While she was ill and out of it, my mom called out several times for my grandfather saying "daddy, daddy, daddy".  I had asked her about it during the times when she was better and she knew she was calling for him but didn't know why.  I had thought maybe he was the one who comforted her when she was sick as a girl but she said that wasn't the case.

One particular day in the hospital when she was miserable she didn't ask for her father but instead for my father.  She kept saying, "I want my husband" over and over.  My father had a lengthy illness and my mother had cared for him for almost ten years consuming most of her life during her 40's.  He has been gone for over twenty years and I have never heard her express missing him.  I was so heartbroken hearing her call for him that day.  I don't remember much about their marriage prior to his illness but I know from stories that they were very much in love in their early years.  I kept wondering if she was calling for him because she missed him, missed the way he used to be, or if she knew she was dying and she was ready to be with him.

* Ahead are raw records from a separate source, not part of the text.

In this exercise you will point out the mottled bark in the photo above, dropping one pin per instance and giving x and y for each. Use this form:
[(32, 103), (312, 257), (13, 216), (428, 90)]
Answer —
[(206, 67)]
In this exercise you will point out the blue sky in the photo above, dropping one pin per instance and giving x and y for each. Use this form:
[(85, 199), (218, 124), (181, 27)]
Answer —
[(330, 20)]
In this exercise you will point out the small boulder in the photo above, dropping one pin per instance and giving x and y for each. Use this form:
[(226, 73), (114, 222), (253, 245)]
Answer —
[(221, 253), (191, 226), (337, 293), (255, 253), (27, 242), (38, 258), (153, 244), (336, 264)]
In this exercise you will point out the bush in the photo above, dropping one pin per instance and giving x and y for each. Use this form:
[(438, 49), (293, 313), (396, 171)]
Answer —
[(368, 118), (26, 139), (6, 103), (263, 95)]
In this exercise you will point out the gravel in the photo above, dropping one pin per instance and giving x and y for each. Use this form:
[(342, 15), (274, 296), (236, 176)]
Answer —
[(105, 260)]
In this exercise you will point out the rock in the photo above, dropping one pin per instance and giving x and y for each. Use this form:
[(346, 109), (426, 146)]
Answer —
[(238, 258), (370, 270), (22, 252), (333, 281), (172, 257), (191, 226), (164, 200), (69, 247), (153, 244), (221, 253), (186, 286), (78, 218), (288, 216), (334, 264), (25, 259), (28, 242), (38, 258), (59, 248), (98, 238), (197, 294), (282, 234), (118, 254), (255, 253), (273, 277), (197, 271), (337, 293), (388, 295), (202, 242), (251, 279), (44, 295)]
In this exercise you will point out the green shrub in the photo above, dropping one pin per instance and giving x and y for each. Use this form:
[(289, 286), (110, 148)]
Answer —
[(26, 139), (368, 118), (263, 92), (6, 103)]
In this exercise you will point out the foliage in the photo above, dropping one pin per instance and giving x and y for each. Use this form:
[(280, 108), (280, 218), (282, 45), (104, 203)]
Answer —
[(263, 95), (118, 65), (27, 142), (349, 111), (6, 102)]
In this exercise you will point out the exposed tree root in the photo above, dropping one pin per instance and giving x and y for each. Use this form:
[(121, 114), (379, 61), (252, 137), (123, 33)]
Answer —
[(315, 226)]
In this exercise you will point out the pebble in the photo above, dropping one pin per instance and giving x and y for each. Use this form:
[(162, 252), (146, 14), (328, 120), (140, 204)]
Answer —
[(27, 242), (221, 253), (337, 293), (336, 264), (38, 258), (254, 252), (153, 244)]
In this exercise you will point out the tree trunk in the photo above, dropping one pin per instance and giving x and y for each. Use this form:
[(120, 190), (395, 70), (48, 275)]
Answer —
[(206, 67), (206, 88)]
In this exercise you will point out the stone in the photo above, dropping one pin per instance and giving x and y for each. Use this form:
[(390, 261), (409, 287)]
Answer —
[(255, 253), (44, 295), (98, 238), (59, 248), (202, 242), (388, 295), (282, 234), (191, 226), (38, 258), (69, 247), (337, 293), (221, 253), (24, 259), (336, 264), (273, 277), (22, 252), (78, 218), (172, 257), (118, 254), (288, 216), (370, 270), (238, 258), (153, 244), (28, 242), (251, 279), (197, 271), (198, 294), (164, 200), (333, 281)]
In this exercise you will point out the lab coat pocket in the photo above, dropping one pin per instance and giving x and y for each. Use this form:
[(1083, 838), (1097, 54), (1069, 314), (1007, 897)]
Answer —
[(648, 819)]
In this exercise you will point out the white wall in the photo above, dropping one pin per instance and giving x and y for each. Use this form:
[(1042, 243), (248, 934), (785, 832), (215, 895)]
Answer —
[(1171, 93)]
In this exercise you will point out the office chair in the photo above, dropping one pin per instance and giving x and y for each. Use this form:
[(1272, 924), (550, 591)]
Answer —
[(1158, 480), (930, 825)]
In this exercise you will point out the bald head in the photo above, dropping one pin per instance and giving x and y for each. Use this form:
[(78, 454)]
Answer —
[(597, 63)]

Anyway, years ago my mom had given me a black and white photo of the two of them from their engagement and I have had it in my bathroom where I have a collection of my favorite, personal black and white photos.  Each morning, I now look at the photo of my smiling parents - so happy and so in love - and although it still makes me so sad to be reminded that my mother is gone, I find such comfort seeing them together and hoping that they truly are together once again.

 

Thursday, October 17, 2013

The Mourning Rituals and My Renewed Learning

My father passed away the week I was graduating from medial school and I didn't know much about mourning traditions in the Jewish religion other than sitting Shiva which we had always done for everyone else.  While I have known to stand and recite the Mourners' Kaddish during the yahrzeit of "my people" and have always done so;  I never knew what a  mourner was really supposed to do, or understand why. 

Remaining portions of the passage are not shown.